Prodotti contraffatti: l’analisi del Censis sul mercato illecito

Il ”falso” toglie posti di lavoro e diminuisce le entrate fiscali

Sconfortanti come sempre le indagini sul mercato del “falso”. Il direttore generale del Censis, Giuseppe Roma, durante la conferenza “L’impatto della contraffazione sul sistema-Paese” ha così espresso la dimensione del fenomeno: “Senza la contraffazione in Italia ci sarebbero 110mila posti di lavoro in più e 1,7 miliardi di entrate per il fisco. Se i prodotti falsi fossero venduti sul mercato legale, la produzione salirebbe di 13,7 miliardi e le imposte (indotto incluso) di 4,6 miliardi.”

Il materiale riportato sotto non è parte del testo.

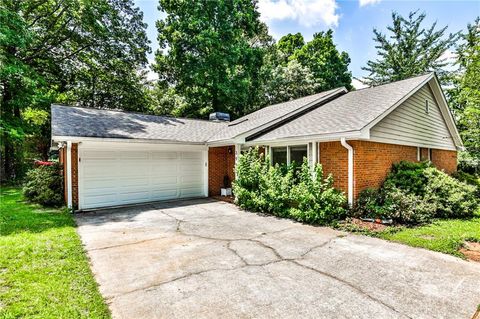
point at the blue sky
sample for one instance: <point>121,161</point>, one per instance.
<point>351,20</point>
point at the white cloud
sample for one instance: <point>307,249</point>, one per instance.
<point>306,12</point>
<point>364,3</point>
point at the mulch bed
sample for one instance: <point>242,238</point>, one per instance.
<point>368,225</point>
<point>471,250</point>
<point>228,199</point>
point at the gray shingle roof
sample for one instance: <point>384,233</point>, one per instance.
<point>350,112</point>
<point>85,122</point>
<point>268,114</point>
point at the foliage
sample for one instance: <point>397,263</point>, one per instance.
<point>287,191</point>
<point>469,179</point>
<point>464,95</point>
<point>71,51</point>
<point>394,203</point>
<point>446,235</point>
<point>290,82</point>
<point>412,50</point>
<point>325,62</point>
<point>44,185</point>
<point>45,272</point>
<point>415,193</point>
<point>468,163</point>
<point>210,52</point>
<point>288,45</point>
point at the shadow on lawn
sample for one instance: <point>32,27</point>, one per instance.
<point>17,215</point>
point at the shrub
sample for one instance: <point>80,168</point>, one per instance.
<point>286,190</point>
<point>417,192</point>
<point>469,163</point>
<point>469,179</point>
<point>407,208</point>
<point>454,198</point>
<point>44,185</point>
<point>369,204</point>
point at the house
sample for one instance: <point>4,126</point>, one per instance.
<point>115,158</point>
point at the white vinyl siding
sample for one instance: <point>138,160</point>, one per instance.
<point>410,124</point>
<point>111,177</point>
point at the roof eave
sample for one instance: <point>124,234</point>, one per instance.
<point>76,139</point>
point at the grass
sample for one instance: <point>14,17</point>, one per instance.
<point>44,272</point>
<point>446,235</point>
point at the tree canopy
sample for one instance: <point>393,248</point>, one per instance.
<point>78,52</point>
<point>409,49</point>
<point>211,54</point>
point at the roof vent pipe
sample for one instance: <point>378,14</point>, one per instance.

Il fenomeno è così esteso che non esiste prodotto che non possa essere imitato e venduto; fra i settori più colpiti spiccano l’abbigliamento e gli accessori con un giro d’affari di 2,5 miliardi, il multimediale (cd,dvd e software) e l’alimentare (1,1 miliardi).
Ciò che sostiene il mercato del falso, secondo la ricerca del Censis, è una domanda “consistente” da parte dei consumatori che sono “indifferenti al fatto di compiere un atto illecito e convinti di fare un affare”. Ma ciò che penalizza maggiormente la produzione italiana è l’abuso dell’indicazione di origine “made in Italy”: si spacciano per italiani prodotti che hanno in tutto o in parte origini diverse. Questo fenomeno interessa soprattutto il settore alimentare, ma colpisce anche quello delle calzature.
“In un periodo di crisi dove si ragiona di uno o due decimi di punto di crescita, la contraffazione sottrae al Paese 5,5 miliardi di valore aggiunto”, lo 0,35% circa del Pil.